Sydney, Sep 11 (Inditop.com) Scientists have sounded the alarm bells over impending global catastrophe as existing governments and institutions are too powerless to head it off.

The world faces a compounding series of crises – from energy, food shortages, to climate change, to new diseases and increasing anti-biotic resistance – all driven by human activity, which is beyond the capacity of existing institutions to cope with, warns a group of eminent environmental scientists and economists.

There are few institutional structures to achieve co-operation globally on the sort of scales now essential to avoid very serious consequences, warns lead author Brian Walker of the Commonwealth Scientific and Industrial Research Organisation (CSIRO), on the occasion of the eighth anniversary of the 9/11 in the US.

“Energy, food and water crises, climate disruption, declining fisheries, ocean acidification, emerging diseases and increasing antibiotic resistance are examples of serious, intertwined global-scale challenges spawned by the accelerating scale of human activity,” say researchers from Australia, Sweden, the US, India, Greece and The Netherlands.

While there are signs of emerging global action on issues such as climate change, there is widespread inaction on others, such as the destruction of the world’s forests to grow biofuels or the emergence of pandemic flu through lack of appropriate animal husbandry protocols where people, pigs and birds co-mingle.

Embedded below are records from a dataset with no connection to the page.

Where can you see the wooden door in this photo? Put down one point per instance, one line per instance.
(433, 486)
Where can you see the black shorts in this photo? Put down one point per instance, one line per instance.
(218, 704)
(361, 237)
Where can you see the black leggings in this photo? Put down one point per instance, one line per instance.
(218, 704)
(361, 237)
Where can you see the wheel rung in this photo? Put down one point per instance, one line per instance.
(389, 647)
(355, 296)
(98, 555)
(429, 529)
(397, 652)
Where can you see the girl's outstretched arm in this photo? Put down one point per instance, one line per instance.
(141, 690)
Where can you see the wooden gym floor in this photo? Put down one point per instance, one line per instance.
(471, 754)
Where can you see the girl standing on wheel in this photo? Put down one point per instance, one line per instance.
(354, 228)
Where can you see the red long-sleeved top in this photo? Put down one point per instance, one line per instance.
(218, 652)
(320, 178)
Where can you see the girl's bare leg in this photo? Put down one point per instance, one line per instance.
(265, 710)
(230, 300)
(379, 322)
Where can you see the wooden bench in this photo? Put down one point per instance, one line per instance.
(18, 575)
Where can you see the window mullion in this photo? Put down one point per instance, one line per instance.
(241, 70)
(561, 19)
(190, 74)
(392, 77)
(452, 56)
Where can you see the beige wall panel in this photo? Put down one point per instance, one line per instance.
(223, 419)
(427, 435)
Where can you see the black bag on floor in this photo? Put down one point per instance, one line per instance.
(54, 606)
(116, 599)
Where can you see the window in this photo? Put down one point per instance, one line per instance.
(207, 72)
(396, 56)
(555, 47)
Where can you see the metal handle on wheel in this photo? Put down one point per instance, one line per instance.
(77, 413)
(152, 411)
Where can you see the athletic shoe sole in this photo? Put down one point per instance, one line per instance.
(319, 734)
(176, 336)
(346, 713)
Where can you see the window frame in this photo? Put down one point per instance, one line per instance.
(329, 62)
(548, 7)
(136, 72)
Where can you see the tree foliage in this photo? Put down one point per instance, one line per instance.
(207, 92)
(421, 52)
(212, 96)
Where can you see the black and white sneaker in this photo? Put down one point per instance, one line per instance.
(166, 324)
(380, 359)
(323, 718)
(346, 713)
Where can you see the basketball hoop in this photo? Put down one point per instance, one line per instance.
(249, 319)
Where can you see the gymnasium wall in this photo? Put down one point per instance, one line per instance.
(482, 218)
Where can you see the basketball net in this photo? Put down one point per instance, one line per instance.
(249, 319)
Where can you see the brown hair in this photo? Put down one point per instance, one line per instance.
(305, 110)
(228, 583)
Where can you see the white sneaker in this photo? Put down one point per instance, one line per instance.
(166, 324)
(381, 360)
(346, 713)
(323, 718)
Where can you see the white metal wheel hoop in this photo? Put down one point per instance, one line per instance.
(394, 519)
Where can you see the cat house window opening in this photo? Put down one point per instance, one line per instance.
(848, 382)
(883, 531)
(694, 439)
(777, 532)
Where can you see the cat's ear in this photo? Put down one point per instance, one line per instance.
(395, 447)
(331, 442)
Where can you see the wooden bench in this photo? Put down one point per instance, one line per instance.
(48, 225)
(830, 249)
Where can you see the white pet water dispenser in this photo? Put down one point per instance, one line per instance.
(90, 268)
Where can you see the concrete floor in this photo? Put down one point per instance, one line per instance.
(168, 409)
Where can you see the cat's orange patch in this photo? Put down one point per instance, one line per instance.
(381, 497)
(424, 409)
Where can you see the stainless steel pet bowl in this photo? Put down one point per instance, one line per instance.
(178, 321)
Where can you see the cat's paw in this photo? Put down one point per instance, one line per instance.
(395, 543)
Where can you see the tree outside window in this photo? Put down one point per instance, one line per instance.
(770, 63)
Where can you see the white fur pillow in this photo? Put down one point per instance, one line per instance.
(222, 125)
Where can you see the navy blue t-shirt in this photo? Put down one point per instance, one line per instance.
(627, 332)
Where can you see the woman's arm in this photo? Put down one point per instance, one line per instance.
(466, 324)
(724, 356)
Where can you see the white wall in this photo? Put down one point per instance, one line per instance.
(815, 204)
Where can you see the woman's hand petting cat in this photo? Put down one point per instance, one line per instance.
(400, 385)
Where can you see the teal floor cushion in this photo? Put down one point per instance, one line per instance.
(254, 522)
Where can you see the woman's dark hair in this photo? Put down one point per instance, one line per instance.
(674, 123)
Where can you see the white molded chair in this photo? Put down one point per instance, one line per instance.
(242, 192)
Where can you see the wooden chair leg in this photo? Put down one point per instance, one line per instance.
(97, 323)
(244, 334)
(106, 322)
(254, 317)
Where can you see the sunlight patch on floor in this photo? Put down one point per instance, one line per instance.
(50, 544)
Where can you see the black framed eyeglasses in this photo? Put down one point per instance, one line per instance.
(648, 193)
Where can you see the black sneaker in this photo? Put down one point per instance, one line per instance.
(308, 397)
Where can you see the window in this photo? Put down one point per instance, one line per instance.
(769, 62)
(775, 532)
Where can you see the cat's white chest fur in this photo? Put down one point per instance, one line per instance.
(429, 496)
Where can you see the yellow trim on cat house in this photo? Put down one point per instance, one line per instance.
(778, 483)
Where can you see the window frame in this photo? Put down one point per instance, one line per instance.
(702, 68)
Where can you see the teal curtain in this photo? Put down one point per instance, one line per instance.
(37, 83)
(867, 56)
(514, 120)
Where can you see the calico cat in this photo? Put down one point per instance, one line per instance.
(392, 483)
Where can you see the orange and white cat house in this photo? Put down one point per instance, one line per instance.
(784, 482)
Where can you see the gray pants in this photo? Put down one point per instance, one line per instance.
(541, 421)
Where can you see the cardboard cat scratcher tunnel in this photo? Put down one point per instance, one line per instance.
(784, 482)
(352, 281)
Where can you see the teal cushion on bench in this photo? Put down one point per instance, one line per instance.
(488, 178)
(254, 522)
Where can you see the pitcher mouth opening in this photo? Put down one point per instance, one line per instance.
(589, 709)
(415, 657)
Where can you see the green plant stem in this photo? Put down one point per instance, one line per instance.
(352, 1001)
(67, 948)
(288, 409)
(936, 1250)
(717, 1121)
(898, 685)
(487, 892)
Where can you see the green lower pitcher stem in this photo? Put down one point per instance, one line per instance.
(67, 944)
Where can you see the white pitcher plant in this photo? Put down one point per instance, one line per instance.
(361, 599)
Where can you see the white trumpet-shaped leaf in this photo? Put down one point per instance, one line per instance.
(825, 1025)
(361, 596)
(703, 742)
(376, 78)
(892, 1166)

“Knowing what to do is not enough,” says Walker. “Institutional reforms are needed to bring about changes in human behaviour, to increase local appreciation of shared global concerns and to correct the sort of failures of collective action that cause global-scale problems.”

“We are not advocating that countries give up their sovereignty,” adds co-author Terry Hughes, director of the ARC Centre of Excellence in Coral Reef Studies at James Cook University.

“We are instead proposing a much stronger focus on regional and worldwide cooperation, helped by better-designed multi-national institutions. The threat of climate change to coral reefs, for example, has to be tackled at a global scale. Local and national efforts are already failing.”

The scientists acknowledge that the main challenge is getting countries to agree to take part in global institutions designed to prevent destructive human practices. Plainly, agreements must be designed such that countries are better off participating than not participating, they say.

This would involve all countries in drawing up standards designed to protect the earth’s resources and systems, to which they would then feel obligated to adhere, says a CSIRO release.

The study was published in the Friday issue of Science.